Scientists from NUST MISIS and specialists from the State Scientific Center for Applied Microbiology and Biotechnology and the Institute of Biochemistry named after Bach developed nanoparticles for targeted delivery of an antibiotic to the site of infection.
Scientists note that the consumption of antibiotics is now growing all over the world. In order to reduce the amount of their consumption and prevent the consequences, the authors turned to antimicrobial nanohybrids. The main advantage of such drugs, according to scientists, is a serious decrease in the dose of the antibiotic, which reduces the load on the body and slows down the development of resistance in microbes.
So scientists created nanoparticles based on hexagonal boron nitride with silver particles: they showed high bactericidal and antifungal activity.

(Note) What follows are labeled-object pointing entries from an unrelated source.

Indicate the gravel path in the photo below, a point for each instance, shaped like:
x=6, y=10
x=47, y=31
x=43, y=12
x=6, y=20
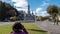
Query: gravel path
x=48, y=26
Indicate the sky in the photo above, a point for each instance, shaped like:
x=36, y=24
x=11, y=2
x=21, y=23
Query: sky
x=38, y=7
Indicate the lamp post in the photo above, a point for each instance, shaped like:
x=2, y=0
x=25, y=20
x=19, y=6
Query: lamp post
x=35, y=15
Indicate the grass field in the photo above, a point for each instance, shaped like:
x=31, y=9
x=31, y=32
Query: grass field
x=31, y=28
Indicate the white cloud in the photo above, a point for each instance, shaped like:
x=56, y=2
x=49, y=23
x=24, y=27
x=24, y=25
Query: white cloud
x=20, y=3
x=38, y=10
x=44, y=3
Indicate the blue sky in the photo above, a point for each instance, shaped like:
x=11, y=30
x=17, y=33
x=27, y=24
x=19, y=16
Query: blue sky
x=38, y=6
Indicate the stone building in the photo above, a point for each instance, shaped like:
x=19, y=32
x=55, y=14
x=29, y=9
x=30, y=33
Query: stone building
x=29, y=16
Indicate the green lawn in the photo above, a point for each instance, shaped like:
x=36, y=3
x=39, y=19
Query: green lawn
x=31, y=28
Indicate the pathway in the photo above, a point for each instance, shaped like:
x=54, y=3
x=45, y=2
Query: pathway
x=51, y=28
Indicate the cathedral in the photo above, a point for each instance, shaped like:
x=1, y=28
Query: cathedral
x=29, y=16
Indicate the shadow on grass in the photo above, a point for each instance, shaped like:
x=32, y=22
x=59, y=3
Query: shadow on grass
x=37, y=30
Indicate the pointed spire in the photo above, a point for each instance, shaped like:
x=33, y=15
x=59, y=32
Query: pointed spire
x=32, y=13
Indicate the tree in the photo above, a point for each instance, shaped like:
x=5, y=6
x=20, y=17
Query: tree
x=4, y=9
x=52, y=10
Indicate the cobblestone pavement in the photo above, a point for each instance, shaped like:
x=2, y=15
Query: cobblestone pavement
x=48, y=26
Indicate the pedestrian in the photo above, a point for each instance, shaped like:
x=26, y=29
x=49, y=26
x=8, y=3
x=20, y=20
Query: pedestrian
x=18, y=28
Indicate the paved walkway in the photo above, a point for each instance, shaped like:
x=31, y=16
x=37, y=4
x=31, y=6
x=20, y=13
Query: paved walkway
x=48, y=26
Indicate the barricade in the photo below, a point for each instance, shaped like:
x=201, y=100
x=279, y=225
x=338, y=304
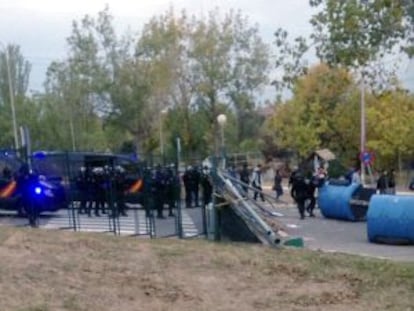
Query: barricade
x=390, y=219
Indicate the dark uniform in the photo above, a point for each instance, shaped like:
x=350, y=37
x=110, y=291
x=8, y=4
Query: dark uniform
x=187, y=181
x=207, y=186
x=159, y=191
x=300, y=193
x=25, y=182
x=170, y=190
x=245, y=179
x=195, y=179
x=119, y=185
x=82, y=184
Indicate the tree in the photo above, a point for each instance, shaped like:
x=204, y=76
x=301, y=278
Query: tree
x=14, y=76
x=391, y=127
x=320, y=114
x=359, y=34
x=229, y=62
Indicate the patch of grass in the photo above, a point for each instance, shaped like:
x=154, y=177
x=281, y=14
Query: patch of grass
x=79, y=272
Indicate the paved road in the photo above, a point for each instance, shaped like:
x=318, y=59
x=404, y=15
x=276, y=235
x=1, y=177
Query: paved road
x=134, y=224
x=318, y=233
x=330, y=235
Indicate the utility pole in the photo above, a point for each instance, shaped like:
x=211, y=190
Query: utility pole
x=363, y=130
x=11, y=96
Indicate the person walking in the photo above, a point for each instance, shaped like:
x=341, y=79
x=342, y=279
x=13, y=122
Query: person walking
x=391, y=182
x=257, y=182
x=300, y=193
x=383, y=182
x=245, y=179
x=277, y=185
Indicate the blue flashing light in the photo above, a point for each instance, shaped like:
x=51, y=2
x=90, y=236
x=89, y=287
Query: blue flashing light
x=39, y=154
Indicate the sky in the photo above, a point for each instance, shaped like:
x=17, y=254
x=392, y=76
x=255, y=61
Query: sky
x=40, y=27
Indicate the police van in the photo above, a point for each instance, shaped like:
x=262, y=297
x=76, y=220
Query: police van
x=66, y=168
x=23, y=189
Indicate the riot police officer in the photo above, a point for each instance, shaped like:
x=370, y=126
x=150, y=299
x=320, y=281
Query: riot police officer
x=159, y=191
x=299, y=192
x=170, y=190
x=119, y=187
x=207, y=186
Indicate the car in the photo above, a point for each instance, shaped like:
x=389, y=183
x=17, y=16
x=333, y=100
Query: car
x=23, y=190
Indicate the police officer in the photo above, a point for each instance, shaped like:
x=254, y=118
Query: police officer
x=25, y=181
x=98, y=191
x=299, y=192
x=187, y=180
x=119, y=185
x=82, y=184
x=148, y=192
x=170, y=189
x=207, y=186
x=245, y=179
x=159, y=187
x=195, y=185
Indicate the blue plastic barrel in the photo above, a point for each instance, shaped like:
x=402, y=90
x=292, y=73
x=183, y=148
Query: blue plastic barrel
x=334, y=201
x=390, y=219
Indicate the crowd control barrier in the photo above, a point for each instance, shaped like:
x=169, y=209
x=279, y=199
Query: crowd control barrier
x=390, y=219
x=339, y=200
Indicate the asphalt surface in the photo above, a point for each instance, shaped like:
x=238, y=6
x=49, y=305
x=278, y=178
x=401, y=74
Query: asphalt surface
x=318, y=233
x=330, y=235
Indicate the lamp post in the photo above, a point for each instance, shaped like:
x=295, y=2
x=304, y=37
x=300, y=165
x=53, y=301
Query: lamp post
x=222, y=120
x=11, y=95
x=363, y=129
x=163, y=112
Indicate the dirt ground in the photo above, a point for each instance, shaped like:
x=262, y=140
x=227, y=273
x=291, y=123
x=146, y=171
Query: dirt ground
x=53, y=270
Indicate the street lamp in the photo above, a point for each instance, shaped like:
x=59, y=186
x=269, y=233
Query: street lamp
x=221, y=120
x=11, y=94
x=162, y=114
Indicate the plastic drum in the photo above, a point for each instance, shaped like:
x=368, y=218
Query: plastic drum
x=390, y=219
x=334, y=201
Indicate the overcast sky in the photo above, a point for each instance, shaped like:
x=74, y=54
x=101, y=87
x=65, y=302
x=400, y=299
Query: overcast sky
x=41, y=27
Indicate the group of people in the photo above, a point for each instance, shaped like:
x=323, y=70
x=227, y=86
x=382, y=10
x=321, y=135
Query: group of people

H-BN nanoparticles with a size of 100 nm are obtained by chemical vapor deposition, then silver particles are deposited on them by ultraviolet decomposition of silver nitrate. The nanoparticle cavities are saturated with antibiotics, which, after administration of the drug, gradually enter the body within nine days.
Christina Gudz, engineer of the laboratory “Inorganic nanomaterials”, NUST “MISIS”
The researchers argue that the resulting nanohybrids are capable of destroying bacterial and fungal populations with a much lower active substance than antibiotics currently on the market. Sometimes the difference reaches 6-7 times.